100 most frequently used words by language
Hi All,
After recent changes in Sigil, spell checking in CodeView is the biggest time user when loading a new file.
So does anyone know where I might find a list of the 100 most frequently used words in each language?
I have found a list for English that lists the expected ("the", "and", "a", "of") but could not find a list for most other languages. But of course a page may have that list in a language but I do not know how to read it so ...
Hunspell spellchecking is really not optimized for speed because it must handle words that have prefixes, suffixes, or are compound in many languages.
My idea is to create an en_US_cache.txt file of these most frequently used 100 words in en_US.,
I would like to do that for as many of the other languages that Sigil supports.
With those files I would like to test how much faster we can make CodeView spellchecking by loading and using these caches to test.
If the speedup is significant enough to warrant the extra code of keeping these cache lists, then I can go ahead and add them to Sigil.
But I want to test as many other languages as possible so that the speedup is not just for en-US.
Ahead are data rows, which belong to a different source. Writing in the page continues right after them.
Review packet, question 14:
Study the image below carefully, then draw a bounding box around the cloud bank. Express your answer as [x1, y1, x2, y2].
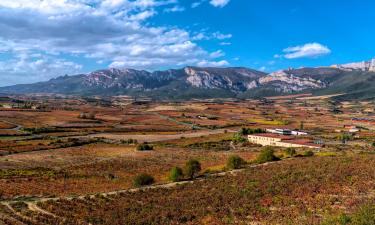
[0, 0, 230, 84]
[282, 43, 331, 59]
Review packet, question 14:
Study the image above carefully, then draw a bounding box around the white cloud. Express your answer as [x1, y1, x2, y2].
[210, 50, 225, 58]
[0, 0, 231, 85]
[197, 60, 229, 67]
[164, 5, 185, 13]
[0, 53, 82, 85]
[282, 43, 331, 59]
[192, 31, 233, 40]
[220, 42, 232, 46]
[213, 32, 233, 40]
[210, 0, 230, 7]
[191, 1, 203, 8]
[258, 66, 267, 72]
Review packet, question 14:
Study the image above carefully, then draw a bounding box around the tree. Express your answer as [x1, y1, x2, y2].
[185, 159, 201, 179]
[338, 133, 353, 145]
[137, 143, 154, 151]
[256, 146, 280, 163]
[133, 173, 155, 187]
[169, 166, 184, 182]
[299, 121, 305, 130]
[303, 150, 314, 157]
[227, 155, 246, 170]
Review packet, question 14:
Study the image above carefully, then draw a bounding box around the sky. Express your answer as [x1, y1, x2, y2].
[0, 0, 375, 86]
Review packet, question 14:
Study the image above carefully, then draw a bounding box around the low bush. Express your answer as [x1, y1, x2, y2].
[256, 146, 280, 163]
[284, 148, 297, 157]
[227, 155, 246, 170]
[137, 143, 154, 151]
[303, 150, 314, 157]
[185, 159, 202, 179]
[133, 174, 155, 187]
[169, 167, 184, 182]
[321, 205, 375, 225]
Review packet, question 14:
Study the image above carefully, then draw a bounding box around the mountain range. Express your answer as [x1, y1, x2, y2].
[0, 59, 375, 100]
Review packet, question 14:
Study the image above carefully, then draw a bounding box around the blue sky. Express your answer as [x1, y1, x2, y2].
[0, 0, 375, 86]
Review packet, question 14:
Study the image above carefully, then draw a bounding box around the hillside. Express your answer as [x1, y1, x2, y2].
[0, 66, 375, 100]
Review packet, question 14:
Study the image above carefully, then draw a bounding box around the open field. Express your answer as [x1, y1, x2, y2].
[0, 96, 375, 224]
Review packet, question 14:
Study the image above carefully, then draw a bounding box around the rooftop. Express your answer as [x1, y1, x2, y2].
[250, 133, 293, 140]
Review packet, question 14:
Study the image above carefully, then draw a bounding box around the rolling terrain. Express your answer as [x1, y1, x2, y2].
[0, 58, 375, 100]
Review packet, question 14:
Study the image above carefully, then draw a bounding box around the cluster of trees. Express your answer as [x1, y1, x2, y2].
[121, 138, 138, 145]
[169, 159, 202, 182]
[232, 127, 266, 143]
[134, 146, 314, 186]
[78, 112, 95, 120]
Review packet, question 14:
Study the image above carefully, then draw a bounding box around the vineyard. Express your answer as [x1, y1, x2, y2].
[0, 97, 375, 225]
[2, 155, 375, 224]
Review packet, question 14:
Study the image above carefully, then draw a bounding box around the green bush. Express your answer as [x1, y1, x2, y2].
[227, 155, 246, 170]
[121, 138, 138, 145]
[137, 143, 154, 151]
[321, 205, 375, 225]
[284, 148, 297, 157]
[256, 146, 280, 163]
[185, 159, 202, 179]
[232, 133, 247, 143]
[133, 173, 155, 187]
[303, 150, 314, 157]
[169, 167, 184, 182]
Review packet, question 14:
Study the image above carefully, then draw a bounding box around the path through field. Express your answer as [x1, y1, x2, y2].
[87, 129, 236, 143]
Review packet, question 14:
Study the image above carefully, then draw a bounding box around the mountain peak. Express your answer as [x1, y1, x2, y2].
[331, 58, 375, 72]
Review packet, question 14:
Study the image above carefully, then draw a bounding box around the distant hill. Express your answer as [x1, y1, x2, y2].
[0, 62, 375, 100]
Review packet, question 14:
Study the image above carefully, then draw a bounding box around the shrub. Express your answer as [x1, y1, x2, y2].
[121, 138, 138, 145]
[169, 167, 184, 182]
[185, 159, 201, 179]
[303, 150, 314, 157]
[137, 143, 154, 151]
[256, 146, 280, 163]
[284, 148, 297, 157]
[227, 155, 246, 170]
[322, 205, 375, 225]
[133, 174, 155, 187]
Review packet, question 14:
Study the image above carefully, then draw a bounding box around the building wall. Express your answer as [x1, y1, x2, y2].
[248, 135, 318, 148]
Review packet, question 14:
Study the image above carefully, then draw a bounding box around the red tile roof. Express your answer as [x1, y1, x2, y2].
[283, 139, 322, 147]
[251, 133, 294, 140]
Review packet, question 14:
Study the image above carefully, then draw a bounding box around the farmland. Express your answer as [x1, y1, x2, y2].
[0, 96, 375, 224]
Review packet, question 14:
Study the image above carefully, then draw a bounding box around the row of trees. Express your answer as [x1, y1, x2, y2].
[134, 147, 314, 187]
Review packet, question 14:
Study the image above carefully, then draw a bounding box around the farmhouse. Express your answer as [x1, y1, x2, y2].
[248, 133, 321, 148]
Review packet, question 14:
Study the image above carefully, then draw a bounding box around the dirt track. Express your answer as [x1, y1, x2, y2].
[88, 129, 235, 143]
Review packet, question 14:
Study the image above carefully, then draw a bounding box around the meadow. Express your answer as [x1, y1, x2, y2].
[0, 96, 375, 224]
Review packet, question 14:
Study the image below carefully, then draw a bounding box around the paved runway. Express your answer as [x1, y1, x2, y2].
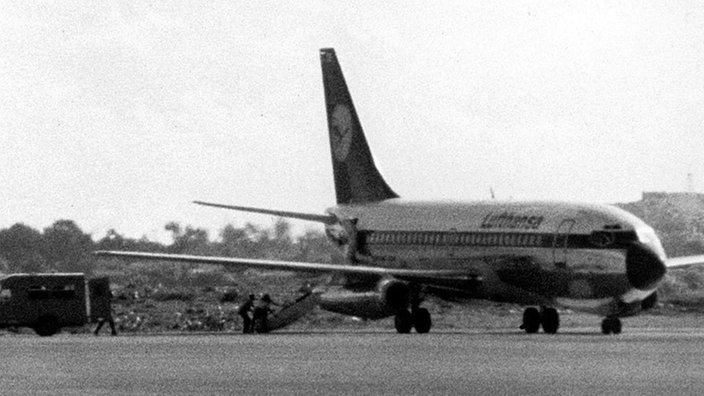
[0, 328, 704, 395]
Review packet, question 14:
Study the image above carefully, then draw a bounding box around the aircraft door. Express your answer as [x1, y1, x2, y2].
[552, 219, 576, 268]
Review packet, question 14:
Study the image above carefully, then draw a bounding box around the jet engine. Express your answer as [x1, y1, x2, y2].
[320, 279, 410, 319]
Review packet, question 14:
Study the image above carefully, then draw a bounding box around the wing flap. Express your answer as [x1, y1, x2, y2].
[94, 250, 477, 284]
[665, 255, 704, 269]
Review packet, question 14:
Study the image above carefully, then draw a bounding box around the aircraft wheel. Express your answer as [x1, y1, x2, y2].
[540, 308, 560, 334]
[34, 315, 60, 337]
[601, 318, 621, 334]
[521, 307, 540, 334]
[394, 309, 413, 334]
[413, 308, 433, 334]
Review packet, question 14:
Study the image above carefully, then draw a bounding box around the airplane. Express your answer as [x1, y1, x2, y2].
[95, 48, 704, 334]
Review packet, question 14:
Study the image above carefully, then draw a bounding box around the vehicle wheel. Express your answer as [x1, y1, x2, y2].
[601, 318, 621, 334]
[413, 308, 433, 334]
[34, 316, 60, 337]
[394, 309, 413, 334]
[521, 307, 540, 334]
[540, 308, 560, 334]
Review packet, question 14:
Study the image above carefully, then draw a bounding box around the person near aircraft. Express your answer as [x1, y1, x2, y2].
[93, 313, 117, 336]
[237, 294, 254, 334]
[253, 294, 278, 333]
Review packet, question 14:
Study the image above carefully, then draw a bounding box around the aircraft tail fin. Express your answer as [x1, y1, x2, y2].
[320, 48, 398, 204]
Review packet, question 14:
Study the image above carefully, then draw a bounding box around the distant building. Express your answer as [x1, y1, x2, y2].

If anyone has such a list (one word per line, utf-8 encoded) for any other language and is willing to post it, I would be grateful.
If not enough of these most frequently used word lists are available, my second idea is to cache the last 100 words spellchecked. I do not expect it to provide the same speedup factor but it might be worth a try if the frequent word lists are not generally available for most languages.
Any thoughts, links to word lists, word lists, or feedback on the idea greatly welcome.
|